The men look at each other. They have just died and gone to Heaven it seems—kind Providence has just delivered two young dames to their very doorstep, two young dames who have plainly lost their way and who are, without doubt, very drunk. Unbelievably good luck.
Mairead, still guffawing over what our mum's gonna say, gets unsteadily back to her feet and clings to me.
"Wanna hear a joke?" I slur. "A really dirty joke? Shuuuure you do...," and I proceed to tell them one of the awfullest jokes from Laugh and Be Fat, punctuated by assorted burps and hiccups. Great lusty laughter all around when I am done. I catch the two men looking at each other again, and this time winking.
"Come in, ladies. You'll catch your death out there. My name's Bill and this 'ere is Bob," says the one named Bill, gesturing us in. Mairead and I look at each other, put why-not? looks on our faces, and stumble through the door. We are inside. Across the large room squat the butt ends of the two big guns.
"I can tell by the light in yer eyesh that you have great—hic—affec-shun for little ... burp... me," I say to Bill, the man who has plainly picked me to be his darling this evening. What I can really tell from the light in his eyes is that he cannot believe his good luck.
"Indeed I do, girlie. Let's have a kiss, then." He pulls me to him and is about to plant a great slobbering bristle-chin kiss on my mouth, but I draw back.

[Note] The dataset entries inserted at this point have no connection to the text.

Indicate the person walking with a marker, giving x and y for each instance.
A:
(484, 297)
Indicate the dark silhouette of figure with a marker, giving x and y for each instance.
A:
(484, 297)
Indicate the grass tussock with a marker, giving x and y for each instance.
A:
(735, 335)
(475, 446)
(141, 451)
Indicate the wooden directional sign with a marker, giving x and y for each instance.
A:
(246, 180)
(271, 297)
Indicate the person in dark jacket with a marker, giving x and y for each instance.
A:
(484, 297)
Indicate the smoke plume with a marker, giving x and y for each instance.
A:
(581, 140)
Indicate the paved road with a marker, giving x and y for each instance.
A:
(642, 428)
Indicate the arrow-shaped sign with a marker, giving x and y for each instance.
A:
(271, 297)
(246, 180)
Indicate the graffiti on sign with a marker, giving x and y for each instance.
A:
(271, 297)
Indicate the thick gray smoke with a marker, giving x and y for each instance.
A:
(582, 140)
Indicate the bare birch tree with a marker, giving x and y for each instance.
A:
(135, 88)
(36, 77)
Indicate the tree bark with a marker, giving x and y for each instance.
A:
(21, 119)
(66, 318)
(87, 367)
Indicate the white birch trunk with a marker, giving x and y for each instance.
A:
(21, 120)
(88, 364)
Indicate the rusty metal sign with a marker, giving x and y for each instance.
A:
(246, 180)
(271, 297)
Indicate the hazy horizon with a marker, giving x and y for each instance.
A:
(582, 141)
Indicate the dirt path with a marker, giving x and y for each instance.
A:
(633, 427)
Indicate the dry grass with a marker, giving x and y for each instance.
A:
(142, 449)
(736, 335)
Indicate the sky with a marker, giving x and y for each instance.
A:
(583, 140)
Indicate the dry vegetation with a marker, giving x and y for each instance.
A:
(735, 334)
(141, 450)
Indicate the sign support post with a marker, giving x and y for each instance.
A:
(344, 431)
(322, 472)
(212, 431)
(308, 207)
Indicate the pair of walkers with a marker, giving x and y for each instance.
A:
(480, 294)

"Before I would kiss such a ... hic ... handsome man, I believe I'll take a drink," I say. "To shweeten my breath, like, for thy shweet kiss." And I pull out my bottle and put it to my lips and pretend to drink. He is not a handsome man. He don't smell very good, neither.
"Here!" says Mairead, reaching out her arm for the bottle. She is in the clutches of the other bloke, who is angling her toward his cot. "Don't drink it all, you greedy pig! You always get everything! It's not fair! Hand it over here! It's mine, too!"
But she doesn't get the bottle, the man holding me takes it from my hand and says, "All for you girls and nothing for me and poor Bob? For shame!"
"Hey, that's ours!" protests Mairead.